President and vice presidents candidates Michael Hamilton and Kat Speece pose for a photo on Feb. 19, 2019, on UK’s campus in Lexington, Kentucky. Photo by Rick Childerss | Staff

Rick Childress

Michael Hamilton wants to finish what he started.

Hamilton, the UK Student Government Association’s incumbent president, is running for a second year in office and a chance to continue the initiatives that he’s worked to put into place over the past school year.

“I’ll be starting this job from day one with a year’s worth of experience,” Hamilton said. “I’ll be able to be really effective and represent students to the best of my ability starting from day one instead of having that learning curve like I’ve had this past year.”

In deciding whether to run again, Hamilton said he talked to many of his friends and mentors across campus. They all asked if he thought he still had work to do.

“Every time, I answered ‘yes,’” Hamilton said.

If elected, Hamilton would have a new vice president, as the current VP is graduating.

“We’re excited to hit the ground running if we’re elected,” said Kat Speece, Hamilton’s running mate.

Speece, a junior who is a foreign language and international economics major with a focus on Chinese, said she jumped on the ticket with Hamilton because she’s hoping to help continue the current focus of the current presidential administration.

Over the past year, Speece has worked as SGA’s director of government relations and civic engagement. Essentially, she said, she worked as a liaison between SGA and lawmakers inside local and national government.

“Kat rocks,” Hamilton said.

The pair’s campaign platform revolves around four main points: making sure students have their basic needs met, increasing the general sense of campus belonging and inclusivity, campus sustainability and mental health awareness.

Hamilton said his administration has worked hard over the past year to provide services to students who may not have all their basic needs met, adding that one of the main roles of SGA is to “to provide services to students who need it.” He focused on hunger, as he’s felt that the Swipe Ahead program— an initiative his administration has helped pilot— has been successful.
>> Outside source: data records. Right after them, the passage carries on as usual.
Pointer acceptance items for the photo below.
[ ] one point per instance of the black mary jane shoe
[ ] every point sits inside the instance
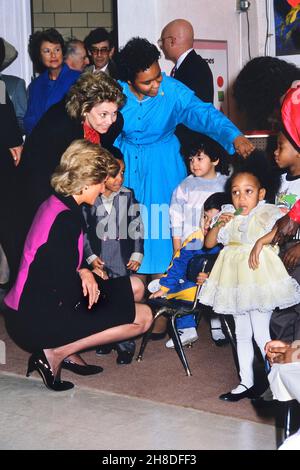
(39, 362)
(79, 369)
(248, 393)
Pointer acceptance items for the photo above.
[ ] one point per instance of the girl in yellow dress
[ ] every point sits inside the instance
(248, 280)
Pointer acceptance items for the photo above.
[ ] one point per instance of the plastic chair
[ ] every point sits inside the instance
(172, 309)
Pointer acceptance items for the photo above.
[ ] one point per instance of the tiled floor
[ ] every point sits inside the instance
(33, 417)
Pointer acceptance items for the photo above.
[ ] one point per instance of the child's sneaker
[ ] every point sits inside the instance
(187, 336)
(154, 286)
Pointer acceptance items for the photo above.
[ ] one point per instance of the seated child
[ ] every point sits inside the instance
(113, 243)
(175, 285)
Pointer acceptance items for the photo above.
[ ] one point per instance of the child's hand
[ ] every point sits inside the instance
(254, 255)
(291, 257)
(133, 265)
(201, 278)
(158, 293)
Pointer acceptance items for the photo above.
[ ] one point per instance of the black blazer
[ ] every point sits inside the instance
(195, 73)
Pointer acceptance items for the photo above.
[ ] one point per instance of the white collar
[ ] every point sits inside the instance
(181, 58)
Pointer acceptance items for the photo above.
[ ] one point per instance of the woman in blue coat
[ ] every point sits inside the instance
(154, 167)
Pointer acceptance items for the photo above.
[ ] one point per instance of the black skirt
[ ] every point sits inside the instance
(34, 330)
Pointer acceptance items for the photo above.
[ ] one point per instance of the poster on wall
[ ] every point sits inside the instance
(215, 54)
(287, 27)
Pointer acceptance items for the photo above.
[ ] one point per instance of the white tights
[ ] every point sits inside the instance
(252, 325)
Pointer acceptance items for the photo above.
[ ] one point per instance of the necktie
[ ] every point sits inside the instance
(173, 71)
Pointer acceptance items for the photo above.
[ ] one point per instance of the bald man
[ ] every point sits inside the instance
(176, 42)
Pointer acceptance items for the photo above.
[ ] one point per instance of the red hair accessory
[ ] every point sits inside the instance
(90, 134)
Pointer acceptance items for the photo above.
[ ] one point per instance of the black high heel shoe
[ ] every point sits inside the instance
(38, 362)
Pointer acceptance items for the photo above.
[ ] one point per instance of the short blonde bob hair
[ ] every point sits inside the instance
(83, 164)
(91, 89)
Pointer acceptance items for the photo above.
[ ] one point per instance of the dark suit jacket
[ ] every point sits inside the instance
(195, 73)
(16, 89)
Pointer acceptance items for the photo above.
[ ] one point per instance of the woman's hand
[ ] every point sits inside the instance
(201, 278)
(89, 286)
(98, 268)
(291, 257)
(158, 293)
(286, 228)
(133, 265)
(243, 146)
(16, 153)
(254, 255)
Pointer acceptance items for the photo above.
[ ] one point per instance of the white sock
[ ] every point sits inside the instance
(216, 328)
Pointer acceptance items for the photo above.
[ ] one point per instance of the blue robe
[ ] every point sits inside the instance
(44, 92)
(153, 163)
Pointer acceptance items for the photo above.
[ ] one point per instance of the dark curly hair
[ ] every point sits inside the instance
(90, 89)
(259, 87)
(34, 47)
(136, 56)
(98, 35)
(259, 165)
(210, 147)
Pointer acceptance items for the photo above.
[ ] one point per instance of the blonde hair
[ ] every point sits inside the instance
(91, 89)
(83, 164)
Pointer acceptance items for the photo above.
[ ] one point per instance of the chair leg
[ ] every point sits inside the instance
(178, 345)
(147, 335)
(229, 333)
(226, 327)
(287, 418)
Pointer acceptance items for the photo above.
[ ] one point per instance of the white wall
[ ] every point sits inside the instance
(217, 20)
(15, 27)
The Swipe Ahead program looks to give free meal swipes to students who can prove that they’re food insecure. SGA, in partnership with SSTOP Hunger, were able to secure 2,000 free meals swipes from campus dining providers to test out the program over the past year. They developed an algorithm and a committee that is able to determine how many meal swipes to give certain students who are food insecure. Hamilton said they’d want to further watch over the growth of that program.

To encourage sustainability, Hamilton said his administration began this past year with an SGA cabinet position completely focused on making sure that the university uses sustainable practices with its resource management.

Hamilton and Speece said they also plan to focus heavily on increasing mental health awareness. Making sure that distressed students understand what they’re going through and where they can seek help on campus was a major focus of Hamilton’s over the past year and will continue to be in the future, he said.

If elected, Speece said they would hope to add an entire position to SGA that would be focused entirely on student mental health advocacy and awareness. That position would ideally act as an advocate to the university administration on behalf of students who are struggling or think the university resources could be improved.

Currently, Hamilton said his administration has begun to work on developing a mental health learning program, similar to AlcoholEDU, that could be used to better educate students on better mental health so that they’re able to identify distress and know about on campus resources in case they need to help themselves or help a friend.

With reelection, Hamilton said he’ll have the time to direct the power of student government to make change in the university community.

“If given another full year, we can really transform not only student government but the University of Kentucky for students,” Hamilton said.